Ai sensi dell'Art. 4 della legge regionale siciliana n. 3 del 3 gennaio 2012, pubblicata sulla GURS n. Suppl. Ord. Del 13.01.2012, la Regione siciliana riconosce la rilevanza dell'attività svolta dagli operatori socio-sanitari e dai centri antiviolenza operanti nel territorio regionale e garantisce la promozione di nuovi centri, avvalendosi delle competenze delle associazioni di volontariato, delle organizzazioni non lucrative di utilità sociale e delle cooperative sociali che hanno come scopo la lotta e la prevenzione della violenza e l'assistenza alle donne vittime di violenza, che dimostrino di disporre di strutture e personale adeguato e che operino nel settore da almeno tre anni.
È assicurata la costituzione di un centro antiviolenza per ogni provincia.
I centri antiviolenza possono essere promossi:
a) da enti locali, singoli o associati, anche in convenzione con i soggetti di cui al comma 1;
b) da associazioni femminili che operino nel settore da almeno tre anni, utilizzando pratiche di accoglienza basate sulla relazione fra donne.
Le province e i comuni garantiscono:
a) strutture adeguate in relazione alle popolazioni e al territorio;
b) copertura finanziaria, in misura non superiore al 30 per cento, delle spese di gestione e per la funzionalità operativa delle strutture;
c) adeguate e periodiche campagne informative in merito all'attività e ai servizi offerti.
I centri antiviolenza mantengono costanti rapporti con gli enti locali, con le strutture pubbliche di assistenza sociale e sanitaria, di prevenzione e di repressione dei reati e con le istituzioni scolastiche operanti sul territorio regionale. Promuovono, altresì, la stipula di convenzioni con gli ordini degli avvocati di tutte le province per il patrocinio legale delle donne vittime di violenza e di maltrattamenti.
I centri antiviolenza devono dotarsi di strutture e personale con specifiche competenze professionali, in grado di offrire assistenza alle diverse tipologie di violenza subita dalle donne.
Le strutture dei centri antiviolenza devono garantire anonimato e segretezza.
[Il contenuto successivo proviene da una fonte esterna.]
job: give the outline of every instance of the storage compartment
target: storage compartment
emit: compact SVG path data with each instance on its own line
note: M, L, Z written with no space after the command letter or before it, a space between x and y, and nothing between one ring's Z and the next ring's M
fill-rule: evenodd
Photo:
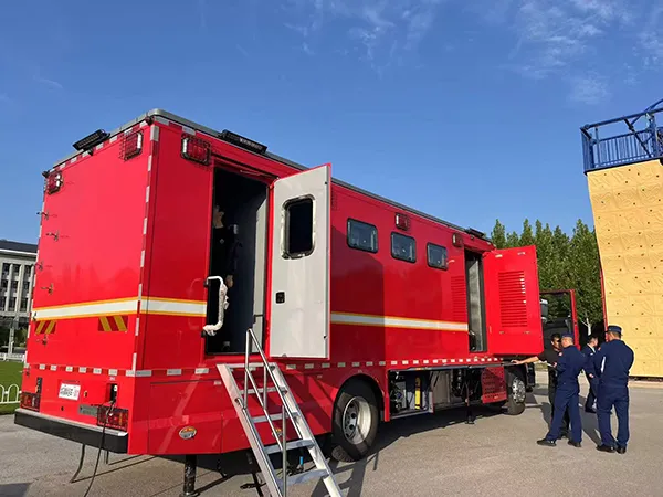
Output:
M244 353L246 329L263 335L267 242L267 184L225 168L214 171L210 276L228 289L223 326L206 339L206 353ZM207 324L219 320L219 281L208 284Z
M484 269L481 254L465 251L465 279L467 282L467 324L470 350L486 350L486 314L484 298Z

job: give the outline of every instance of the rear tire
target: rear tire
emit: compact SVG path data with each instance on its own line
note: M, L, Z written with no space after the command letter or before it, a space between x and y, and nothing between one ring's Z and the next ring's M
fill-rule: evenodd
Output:
M506 413L517 416L525 412L526 384L522 369L506 370Z
M344 463L359 461L376 441L380 420L378 401L370 385L349 380L334 404L332 457Z

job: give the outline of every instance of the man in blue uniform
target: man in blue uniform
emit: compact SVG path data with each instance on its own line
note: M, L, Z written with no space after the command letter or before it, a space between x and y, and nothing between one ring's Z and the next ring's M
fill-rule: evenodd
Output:
M622 329L611 325L606 331L606 343L594 353L592 373L599 379L597 414L602 452L614 452L615 443L610 430L610 412L614 405L619 429L617 452L624 454L629 442L629 371L633 366L633 350L622 339Z
M585 376L587 377L587 382L589 383L589 392L587 392L587 401L585 402L585 411L594 414L596 411L593 409L594 401L597 400L597 388L599 385L599 379L593 374L588 372L588 370L592 370L590 362L592 361L593 355L597 353L597 348L599 346L599 337L596 335L590 335L587 345L582 347L582 353L587 358L588 368L585 368Z
M537 444L554 447L557 445L561 431L564 414L568 409L571 419L571 435L569 445L580 447L582 441L582 421L580 420L578 374L585 368L586 358L573 346L573 336L565 334L561 337L561 351L557 359L555 369L557 370L557 392L555 394L555 415L550 430L545 438L537 441Z

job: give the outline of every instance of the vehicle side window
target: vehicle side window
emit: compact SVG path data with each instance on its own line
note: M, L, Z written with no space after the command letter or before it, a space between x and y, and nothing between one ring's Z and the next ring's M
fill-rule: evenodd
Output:
M313 253L313 199L304 198L287 202L285 209L286 258L305 257Z
M348 246L360 251L378 252L378 229L354 219L348 219Z
M417 262L417 242L411 236L391 233L391 256L400 261Z
M429 243L427 245L429 266L446 269L446 247Z

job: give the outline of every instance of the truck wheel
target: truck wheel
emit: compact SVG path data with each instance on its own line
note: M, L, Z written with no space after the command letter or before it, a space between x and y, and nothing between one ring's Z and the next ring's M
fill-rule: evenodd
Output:
M378 402L368 383L348 381L334 404L332 457L351 463L366 456L378 434L379 419Z
M506 371L506 413L512 416L523 414L525 411L525 380L519 369Z

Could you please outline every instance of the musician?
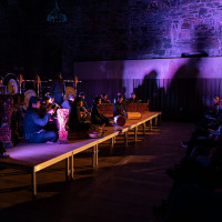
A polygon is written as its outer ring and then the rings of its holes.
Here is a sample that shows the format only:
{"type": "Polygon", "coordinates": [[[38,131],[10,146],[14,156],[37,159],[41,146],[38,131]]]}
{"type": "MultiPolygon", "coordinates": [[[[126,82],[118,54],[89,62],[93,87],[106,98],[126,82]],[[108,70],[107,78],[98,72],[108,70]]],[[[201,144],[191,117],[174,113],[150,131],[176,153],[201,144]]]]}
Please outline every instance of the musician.
{"type": "Polygon", "coordinates": [[[59,72],[52,81],[50,92],[54,95],[54,102],[61,105],[64,95],[64,82],[61,72],[59,72]]]}
{"type": "Polygon", "coordinates": [[[90,120],[84,112],[81,111],[82,107],[83,100],[79,97],[74,100],[69,115],[69,129],[71,131],[89,130],[90,128],[90,120]]]}
{"type": "Polygon", "coordinates": [[[109,119],[100,112],[101,103],[102,103],[101,97],[95,97],[94,104],[92,107],[92,113],[91,113],[92,123],[100,124],[100,125],[102,124],[110,125],[109,119]]]}
{"type": "Polygon", "coordinates": [[[101,94],[101,99],[102,99],[102,103],[110,103],[111,101],[108,100],[108,94],[107,93],[102,93],[101,94]]]}
{"type": "Polygon", "coordinates": [[[71,112],[72,103],[74,102],[74,95],[70,94],[67,100],[62,102],[62,108],[68,109],[69,113],[71,112]]]}
{"type": "Polygon", "coordinates": [[[79,97],[82,98],[82,102],[83,102],[82,109],[89,111],[89,107],[88,107],[88,104],[87,104],[87,102],[85,102],[85,100],[84,100],[84,98],[85,98],[84,92],[80,92],[80,93],[79,93],[79,97]]]}
{"type": "Polygon", "coordinates": [[[31,97],[23,121],[24,140],[30,143],[56,142],[58,140],[58,133],[43,129],[49,121],[49,117],[53,113],[54,110],[51,109],[41,118],[40,99],[38,97],[31,97]]]}
{"type": "Polygon", "coordinates": [[[44,117],[47,112],[51,109],[54,110],[53,114],[50,114],[48,123],[44,125],[44,130],[58,132],[57,128],[57,110],[61,108],[58,103],[54,102],[54,97],[48,94],[44,97],[44,101],[40,107],[40,117],[44,117]]]}
{"type": "Polygon", "coordinates": [[[84,117],[90,120],[90,118],[91,118],[91,110],[89,109],[89,107],[87,104],[87,101],[84,100],[84,98],[85,98],[84,92],[80,92],[79,98],[82,99],[82,103],[83,103],[83,105],[81,108],[81,113],[82,113],[82,115],[84,114],[84,117]]]}
{"type": "Polygon", "coordinates": [[[128,100],[129,103],[140,103],[141,101],[137,99],[134,92],[131,93],[131,98],[128,100]]]}
{"type": "Polygon", "coordinates": [[[113,117],[117,117],[117,115],[125,117],[127,112],[128,112],[128,110],[123,102],[123,95],[119,94],[118,101],[114,103],[114,107],[113,107],[113,117]]]}

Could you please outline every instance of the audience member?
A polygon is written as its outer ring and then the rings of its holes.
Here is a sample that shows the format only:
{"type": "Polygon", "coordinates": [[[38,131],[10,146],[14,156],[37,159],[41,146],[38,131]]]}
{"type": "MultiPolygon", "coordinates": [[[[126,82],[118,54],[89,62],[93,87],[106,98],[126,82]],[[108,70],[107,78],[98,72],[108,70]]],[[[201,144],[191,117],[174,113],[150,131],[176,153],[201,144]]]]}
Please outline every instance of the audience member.
{"type": "Polygon", "coordinates": [[[117,117],[117,115],[125,117],[127,112],[128,110],[123,102],[123,95],[119,94],[118,101],[114,103],[114,107],[113,107],[113,117],[117,117]]]}
{"type": "Polygon", "coordinates": [[[91,120],[92,120],[92,124],[105,124],[105,125],[110,125],[109,119],[107,117],[104,117],[101,112],[100,112],[100,105],[101,105],[102,101],[100,97],[95,97],[94,98],[94,104],[92,107],[92,113],[91,113],[91,120]]]}
{"type": "Polygon", "coordinates": [[[31,97],[29,101],[29,108],[24,114],[23,132],[24,139],[31,143],[44,143],[56,142],[58,134],[54,131],[47,131],[43,128],[47,125],[50,114],[53,114],[54,110],[51,109],[47,114],[40,117],[40,99],[31,97]]]}

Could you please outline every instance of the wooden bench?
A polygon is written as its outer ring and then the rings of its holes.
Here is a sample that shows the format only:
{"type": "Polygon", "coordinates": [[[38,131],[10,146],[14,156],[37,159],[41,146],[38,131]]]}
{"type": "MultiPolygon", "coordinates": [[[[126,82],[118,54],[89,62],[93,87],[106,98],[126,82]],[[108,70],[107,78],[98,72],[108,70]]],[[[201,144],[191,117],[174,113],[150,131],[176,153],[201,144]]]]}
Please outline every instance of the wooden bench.
{"type": "Polygon", "coordinates": [[[161,117],[161,112],[147,112],[142,114],[140,120],[127,120],[125,125],[119,127],[105,127],[104,137],[98,139],[81,139],[73,140],[72,134],[69,135],[68,144],[58,143],[44,143],[44,144],[31,144],[19,143],[13,149],[9,149],[8,153],[10,158],[0,159],[1,165],[9,168],[23,169],[32,175],[32,194],[37,195],[37,172],[58,163],[62,160],[67,161],[65,178],[67,180],[73,179],[73,157],[88,149],[92,149],[92,165],[98,165],[98,147],[102,142],[111,140],[111,148],[115,142],[115,137],[124,134],[124,143],[128,147],[128,132],[134,130],[134,139],[137,140],[138,127],[143,125],[143,132],[145,132],[145,123],[150,122],[150,130],[152,130],[152,122],[157,124],[158,118],[161,117]]]}
{"type": "MultiPolygon", "coordinates": [[[[113,117],[113,103],[102,103],[100,105],[100,111],[107,117],[113,117]]],[[[149,103],[125,103],[129,112],[149,112],[149,103]]]]}

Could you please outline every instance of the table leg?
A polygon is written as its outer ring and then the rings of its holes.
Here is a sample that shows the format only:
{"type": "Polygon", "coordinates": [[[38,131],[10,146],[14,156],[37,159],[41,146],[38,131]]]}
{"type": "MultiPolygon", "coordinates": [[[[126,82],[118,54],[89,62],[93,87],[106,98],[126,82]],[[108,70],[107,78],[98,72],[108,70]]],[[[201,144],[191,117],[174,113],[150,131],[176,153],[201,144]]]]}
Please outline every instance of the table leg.
{"type": "Polygon", "coordinates": [[[74,157],[71,155],[71,180],[74,179],[74,157]]]}
{"type": "Polygon", "coordinates": [[[124,143],[125,147],[128,147],[128,131],[124,132],[124,143]]]}
{"type": "Polygon", "coordinates": [[[113,153],[113,149],[114,149],[114,138],[111,138],[110,153],[113,153]]]}
{"type": "Polygon", "coordinates": [[[37,196],[37,173],[34,171],[34,169],[32,170],[32,174],[31,174],[31,180],[32,180],[32,196],[36,198],[37,196]]]}
{"type": "Polygon", "coordinates": [[[95,168],[98,165],[98,144],[92,148],[92,167],[95,168]]]}
{"type": "Polygon", "coordinates": [[[138,140],[138,127],[134,128],[134,133],[135,133],[135,134],[134,134],[134,139],[135,139],[135,141],[137,141],[137,140],[138,140]]]}
{"type": "Polygon", "coordinates": [[[150,120],[150,131],[152,131],[152,119],[150,120]]]}
{"type": "Polygon", "coordinates": [[[154,124],[155,124],[155,127],[158,125],[158,117],[155,118],[155,123],[154,124]]]}
{"type": "Polygon", "coordinates": [[[142,124],[143,127],[143,135],[145,135],[145,122],[142,124]]]}
{"type": "Polygon", "coordinates": [[[70,158],[67,158],[65,161],[65,180],[70,180],[70,158]]]}

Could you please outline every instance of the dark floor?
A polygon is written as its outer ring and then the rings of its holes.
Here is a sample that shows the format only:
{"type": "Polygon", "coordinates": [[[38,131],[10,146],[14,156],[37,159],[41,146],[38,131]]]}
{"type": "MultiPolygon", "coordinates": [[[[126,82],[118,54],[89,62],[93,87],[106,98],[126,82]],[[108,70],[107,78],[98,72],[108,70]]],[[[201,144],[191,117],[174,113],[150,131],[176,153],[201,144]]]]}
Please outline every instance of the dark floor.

Le prestazioni dei centri antiviolenza sono rese a titolo gratuito.
I criteri e le modalità per la concessione dei contributi sono stabiliti dalla Giunta regionale, previo parere della competente commissione legislativa dell'Assemblea regionale siciliana e del Forum permanente contro le molestie e la violenza di genere.
In sede di prima applicazione, dall'1° marzo 2012, i contributi sono erogati sulla base di un avviso approvato dalla Giunta regionale entro il 31 dicembre 2011. L'avviso sarà pubblicato nella Gazzetta Ufficiale della Regione siciliana e di esso sarà data la più ampia notizia negli organi di informazione.